Опыт, который пережил наш народ, наша страна, нуждается во все более глубоком, вдумчивом и непрестанном осмыслении. Мы не имеем права забывать о духовном предназначении нашего земного Отечества, о том Промысле Божием, который призвал из языческого времени – в вечность Святую Русь, и о том, и что в каждом из нас, кто сознает себя причастником земли Русской, хотим мы этого или не хотим, заключена ее невидимая частица.
Вот государь подошел к раненному в голову Захарову, тот лежал мертвенно-бледный, с воспаленными глазами, много дней не вставая. Но вот он увидел государя, его глаза загорелись, напряженно и радостно смотрят на царя, он стремится приподняться и радостно шепчет:
– Слава Богу, теперь легче стало, как увидел тебя. – И, перекрестившись, добавляет: – Ты, главное, не робей. Мы его побьем, немца. Народ весь с тобой…
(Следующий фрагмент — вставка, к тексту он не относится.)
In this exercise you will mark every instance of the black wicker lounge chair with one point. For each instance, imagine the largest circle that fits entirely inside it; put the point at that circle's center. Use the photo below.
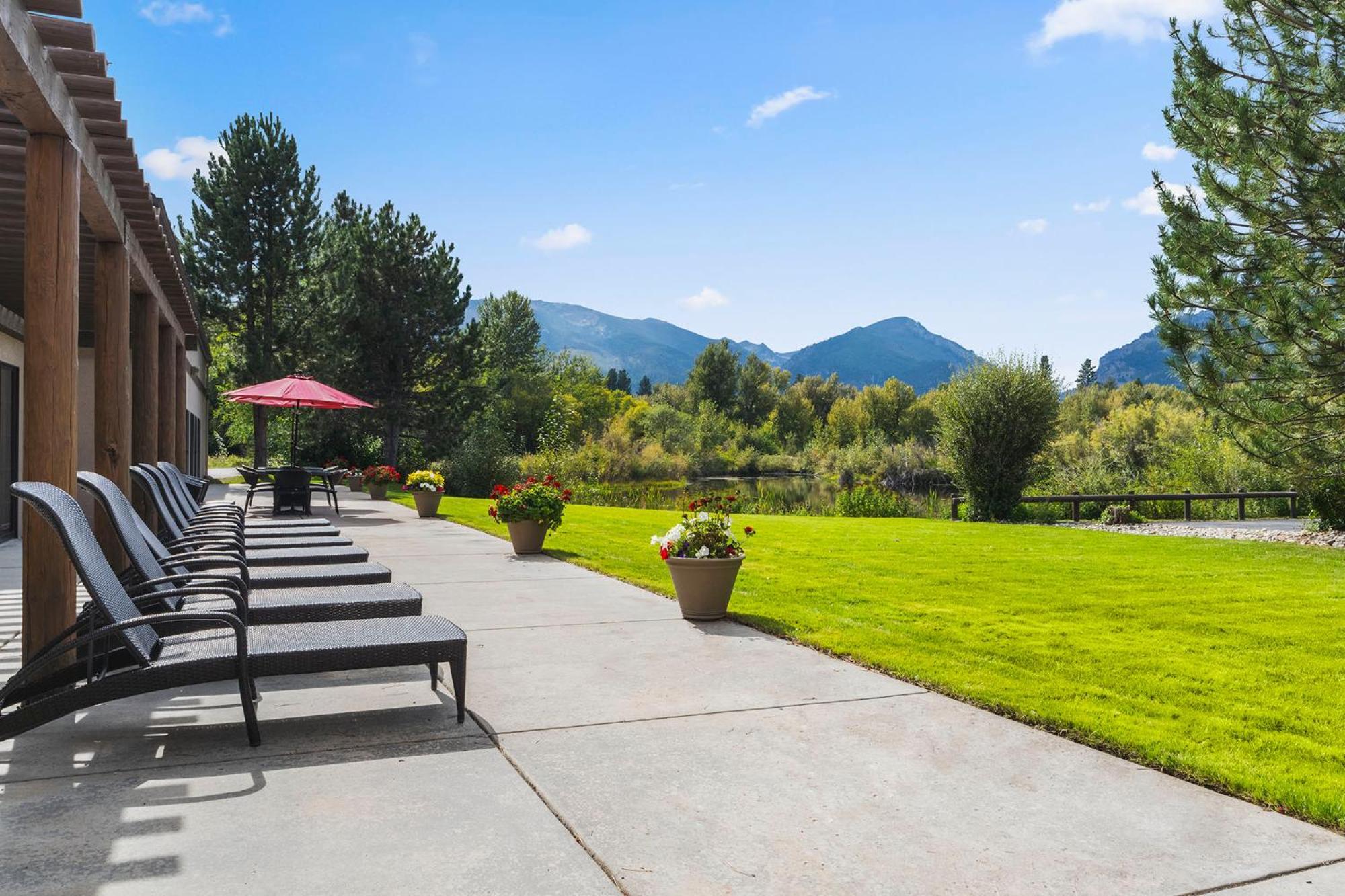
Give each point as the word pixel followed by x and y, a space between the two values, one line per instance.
pixel 127 653
pixel 189 512
pixel 154 483
pixel 259 552
pixel 170 583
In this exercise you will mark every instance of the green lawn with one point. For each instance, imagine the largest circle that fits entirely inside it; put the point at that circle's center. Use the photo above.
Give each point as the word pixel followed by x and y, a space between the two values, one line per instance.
pixel 1223 662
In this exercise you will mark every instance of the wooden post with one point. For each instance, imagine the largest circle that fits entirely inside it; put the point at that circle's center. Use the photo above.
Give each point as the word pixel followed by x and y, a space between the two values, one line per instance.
pixel 167 393
pixel 145 392
pixel 112 381
pixel 181 403
pixel 52 350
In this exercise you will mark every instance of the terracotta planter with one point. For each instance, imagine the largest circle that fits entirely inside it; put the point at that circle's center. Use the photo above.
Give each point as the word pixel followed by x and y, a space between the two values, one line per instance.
pixel 427 502
pixel 704 587
pixel 528 536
Потом это впечатление прошло, очень скоро, почти сразу, и Петр недоумевал и даже сердился на себя. Соединить два образа – «дегенерата и пьяницы» с этим светлым, почти святым взглядом… «Юродивый!» – решил Петр и больше на эту тему размышлять не стал.
Вот на экране снова царь с наследником, делают смотр казачьей сотни, вот Николай пробует солдатскую кашу, вот император на молебне в войсках, а вот появился эпизод, где он возлагает на себя Георгиевский крест… К этой награде представила государя Георгиевская дума Юго-Западного фронта за посещение им с наследником передовых позиций пехотных подразделений…
(Этот дорогой для него белый крест царь не снимал никогда. Он подчинился требованию Совдепа снять погоны, но орден Святого Георгия остался на его гимнастерке и в Тобольске, и в Екатеринбурге, вплоть до подвала ипатьевского дома.)
Увидев эпизод с Георгиевским крестом, зал еще сильнее взволновался, загудел, и вдруг, перекрывая общее гудение, чей-то звонкий молодой голос по-частушечьи ернически на весь зал обрушил:
– Царь-батюшка с Егорием, а царица-матушка с Григорием!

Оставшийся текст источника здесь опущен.